Similarly, the transition of the restriction state for the packet terminal 13 is shown in FIG.

Such traffic regulation algorithms can be easily incorporated into the system. Further, such an algorithm can be easily incorporated into a system 1 in which there are many types of resources and the creation of a congestion control algorithm is relatively complicated, or a system in which the congestion control itself is complex.

(Effects of the Invention) As described above in detail, the present invention reduces the congestion of data processing by program control, which reduces the usage rate of multiple resources including buffers for sending and receiving data and internal processing transactions for program control. We control the state transition of traffic regulation by managing these resources. Therefore, the present invention eliminates the undetected overload that occurs in the conventional regulation method using only the buffer usage rate, and it is possible to avoid device overrun errors.

[Brief explanation of drawings]

Fig. 1 is a functional block diagram showing an embodiment of a data link access protocol control device to which the traffic control method according to the present invention is applied, and Fig. 2A shows a level transition toward stricter regulation of line terminals in the embodiment shown in Fig. 1. FIG. 2B is a state transition diagram showing a level transition to deregulation for line terminals in the same embodiment, and FIG. 3A is a state transition diagram showing a level transition to stricter regulation for packet terminals in the same embodiment.

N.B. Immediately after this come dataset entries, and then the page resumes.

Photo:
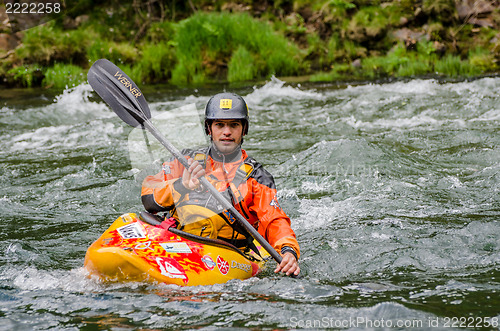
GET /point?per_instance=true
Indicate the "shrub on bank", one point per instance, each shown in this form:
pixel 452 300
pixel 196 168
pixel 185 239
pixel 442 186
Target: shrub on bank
pixel 206 43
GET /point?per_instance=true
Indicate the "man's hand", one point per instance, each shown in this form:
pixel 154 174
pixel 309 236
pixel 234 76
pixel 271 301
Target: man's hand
pixel 288 265
pixel 190 175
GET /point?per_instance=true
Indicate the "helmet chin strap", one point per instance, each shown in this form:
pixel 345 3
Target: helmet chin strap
pixel 217 155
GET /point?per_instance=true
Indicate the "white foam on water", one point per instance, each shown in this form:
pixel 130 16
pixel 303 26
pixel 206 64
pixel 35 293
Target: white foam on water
pixel 66 136
pixel 275 90
pixel 75 100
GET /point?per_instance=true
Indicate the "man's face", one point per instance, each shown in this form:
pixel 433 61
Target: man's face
pixel 226 135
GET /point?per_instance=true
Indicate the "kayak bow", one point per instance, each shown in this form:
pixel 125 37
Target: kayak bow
pixel 132 249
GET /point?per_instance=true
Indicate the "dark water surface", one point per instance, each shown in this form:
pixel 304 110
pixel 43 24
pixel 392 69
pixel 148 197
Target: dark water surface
pixel 393 190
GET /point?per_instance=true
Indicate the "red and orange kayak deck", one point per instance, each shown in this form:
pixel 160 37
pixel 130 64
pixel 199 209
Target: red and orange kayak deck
pixel 133 250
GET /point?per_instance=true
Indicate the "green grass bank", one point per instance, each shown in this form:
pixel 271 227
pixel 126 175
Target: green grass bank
pixel 199 42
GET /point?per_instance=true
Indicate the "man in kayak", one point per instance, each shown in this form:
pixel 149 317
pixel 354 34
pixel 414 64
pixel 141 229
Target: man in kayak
pixel 240 178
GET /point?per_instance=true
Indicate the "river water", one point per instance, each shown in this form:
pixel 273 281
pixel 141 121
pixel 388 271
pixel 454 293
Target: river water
pixel 393 190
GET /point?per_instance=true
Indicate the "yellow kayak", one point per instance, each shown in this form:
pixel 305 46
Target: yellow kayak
pixel 133 249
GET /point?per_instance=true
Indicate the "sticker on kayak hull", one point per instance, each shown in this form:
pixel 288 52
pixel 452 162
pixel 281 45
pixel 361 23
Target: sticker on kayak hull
pixel 209 262
pixel 222 265
pixel 242 266
pixel 131 231
pixel 176 247
pixel 167 269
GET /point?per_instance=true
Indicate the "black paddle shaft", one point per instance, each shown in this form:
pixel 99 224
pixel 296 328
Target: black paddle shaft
pixel 128 102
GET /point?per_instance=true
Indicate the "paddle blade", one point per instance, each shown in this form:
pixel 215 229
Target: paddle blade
pixel 119 92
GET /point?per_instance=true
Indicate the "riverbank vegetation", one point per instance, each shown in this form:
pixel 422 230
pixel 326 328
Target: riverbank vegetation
pixel 201 41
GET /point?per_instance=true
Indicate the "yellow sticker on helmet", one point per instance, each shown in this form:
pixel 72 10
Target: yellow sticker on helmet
pixel 226 104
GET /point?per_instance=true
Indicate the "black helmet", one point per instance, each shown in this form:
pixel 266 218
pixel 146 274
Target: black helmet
pixel 226 106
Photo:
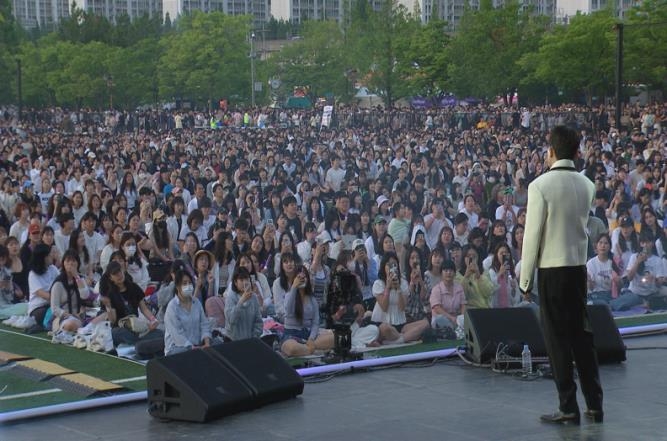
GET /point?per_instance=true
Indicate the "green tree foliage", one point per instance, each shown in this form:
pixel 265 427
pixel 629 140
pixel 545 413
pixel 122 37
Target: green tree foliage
pixel 645 54
pixel 578 57
pixel 318 60
pixel 489 43
pixel 426 57
pixel 207 58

Figure 3B is a state transition diagram showing the level transition to deregulation for packet terminals in the same embodiment, Figure 4 is a state transition diagram showing regulation state transitions for line terminals. It is a state transition diagram showing shape part transition. 12. 13. 14. 15. 16. 17. 18, . 19. 21. 22, . 23.26. . 24, . 30, . 32, . Explanation of code 0 in main parts Line switching terminal device Packet switching terminal device Reception buffer queue processing device Transmission buffer queue Upper transmission section Upper layer device Common buffer pool Data storage section Reception buffer Boolean buffer Reception regulation control circuit Control memory Transaction queue Line-of-sight terminal, meter, mouth, length, bell return, multi-figure, Figure 28

Claims (1)

[Claims] 1. In a traffic regulation method for a data link access protocol control device based on an ISDN user/network interface, the method includes a reception buffer that stores data received from a lower-order device and a transmitter for transmitting data to a higher-order device. A first method for strengthening traffic regulation for at least one of the lower and upper devices according to the usage rate of a transmission buffer that accumulates transmission data and the usage rate of transactions that process the reception buffer and the transmission buffer. A traffic regulation method characterized by setting a level and a second level toward relaxation. 2. The method according to claim 1, wherein the second level is:
A traffic regulation method characterized by being set lower than a first level. 3. In a data link access protocol control device based on the ISDN user/network interface, the device manages a receive buffer that stores data received from lower-level devices and a transmit buffer that stores sent data to be sent to higher-level devices. buffer management means for receiving data from the lower-level device and accumulating it in the reception buffer; and reception means for processing the data in the reception buffer and accumulating the data in the transmission buffer, processing means for managing transactions for processing; and transmission means for transmitting data in the transmission buffer to the higher-level device; the buffer management means calculates usage rates of the reception buffer and the transmission buffer; The processing means calculates the usage rate of the transaction, and controls the first level and the upper level device to strengthen traffic regulation for at least one of the lower and upper devices according to the calculated usage rate of the transmission/reception buffer and the transaction. A data link access protocol control device, characterized in that it sets a second level towards relaxation.